One additional aspect worth explaining is the relationship between smart homes and the Internet. One of the current technological macrotrends is the Internet of Things, or IoT. A smart home can be connected to the Internet. In fact, there are home appliances and devices (air conditioners, for example) that can be connected to a Wi-Fi network so they can be controlled from a mobile phone or tablet. This has advantages, since it simplifies installation by reducing the need for wiring and pre-installations. However, smart homes are not always operated via the Internet. They can also work using their own systems to monitor, control and activate elements in the home.
In summary, a smart home has the following basic characteristics:
- It is sensorized and, therefore, collects data from the environment and on users’ habits (for example, what times of the day the blinds change position).
- The systems are interconnected, which allows for creating related events for different elements in the home (for example, turning on the lights when the blinds are lowered).
- The smart system adapts to how elements are activated in the home as it accumulates user data. In that sense, the house can ‘learn’ and ‘make decisions’ regarding the elements in the home.
- It is easy for users to control the system, including by voice interface.
Needs and User Attitudes Regarding the ‘Smart’ Concept
Interest is growing in the smart concept applied to homes. The most familiar elements which appear often in remodeling or construction projects center on the automation of air conditioning, lighting and adjustable elements like blinds.

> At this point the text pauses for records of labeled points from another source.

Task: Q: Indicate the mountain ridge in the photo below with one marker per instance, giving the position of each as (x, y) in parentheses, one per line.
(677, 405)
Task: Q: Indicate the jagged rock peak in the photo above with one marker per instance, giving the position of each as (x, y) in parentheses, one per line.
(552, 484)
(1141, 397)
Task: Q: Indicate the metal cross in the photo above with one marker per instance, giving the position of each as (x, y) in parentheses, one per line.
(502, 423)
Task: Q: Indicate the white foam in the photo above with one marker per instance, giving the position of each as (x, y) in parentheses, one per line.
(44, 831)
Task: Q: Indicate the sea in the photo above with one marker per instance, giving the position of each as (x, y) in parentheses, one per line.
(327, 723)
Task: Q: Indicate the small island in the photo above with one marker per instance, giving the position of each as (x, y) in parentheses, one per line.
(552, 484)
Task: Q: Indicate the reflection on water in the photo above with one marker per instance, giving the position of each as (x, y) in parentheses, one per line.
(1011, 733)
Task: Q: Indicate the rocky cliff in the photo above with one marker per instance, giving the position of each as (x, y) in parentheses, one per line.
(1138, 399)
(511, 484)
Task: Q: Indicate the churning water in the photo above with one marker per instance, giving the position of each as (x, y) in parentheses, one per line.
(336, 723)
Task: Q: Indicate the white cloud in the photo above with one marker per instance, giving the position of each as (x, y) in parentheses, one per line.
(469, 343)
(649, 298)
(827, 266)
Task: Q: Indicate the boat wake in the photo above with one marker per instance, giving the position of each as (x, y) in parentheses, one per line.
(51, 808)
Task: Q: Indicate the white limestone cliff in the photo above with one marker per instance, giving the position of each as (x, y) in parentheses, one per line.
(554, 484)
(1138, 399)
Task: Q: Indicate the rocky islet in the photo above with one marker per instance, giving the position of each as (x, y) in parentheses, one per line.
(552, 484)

However, the smart trend can encompass nearly any element or equipment in the home. It can be incorporated into products ranging anywhere from intelligent flowerpots to decorative paintings or lightbulbs connected by Bluetooth. Some examples of smart products for the home are having an impact on the market, which is helping increase awareness and acceptance of the technological concept. Examples include smart thermostats, electronic locks or video door phones connected to cell phones, which can be purchased and installed relatively easily without technical assistance. However, these are independent solutions that are limited to a single product; it is not always possible for those products to interact with the rest of the home.
Despite the emerging offer of smart products on the market, the concept of smart home technology has yet to be fully embraced by users. The prevailing attitude is still a certain skepticism regarding smart home solutions. The reasons holding users back include a lack of awareness of available solutions, the idea that these solutions are expensive, and the difficulty of finding qualified professionals to provide advice and help with installation. Other obstacles have to do with privacy concerns regarding the digital data generated by the user or misgivings about excessive electromagnetic pollution in the home.
However, despite the most common objections, there are also a number of needs that are driving the demand for smart home solutions:
- Leisure and multimedia connections between devices (for example, voice assistants that are connected to the Internet).
- Safety and accident prevention.
- Energy efficiency, consumption control and the tendency to self-supply energy, especially in central Europe.
- Concern for environmental health in the home, which is driving a new generation of protective products such as air purifiers, antibacterial coatings, etc.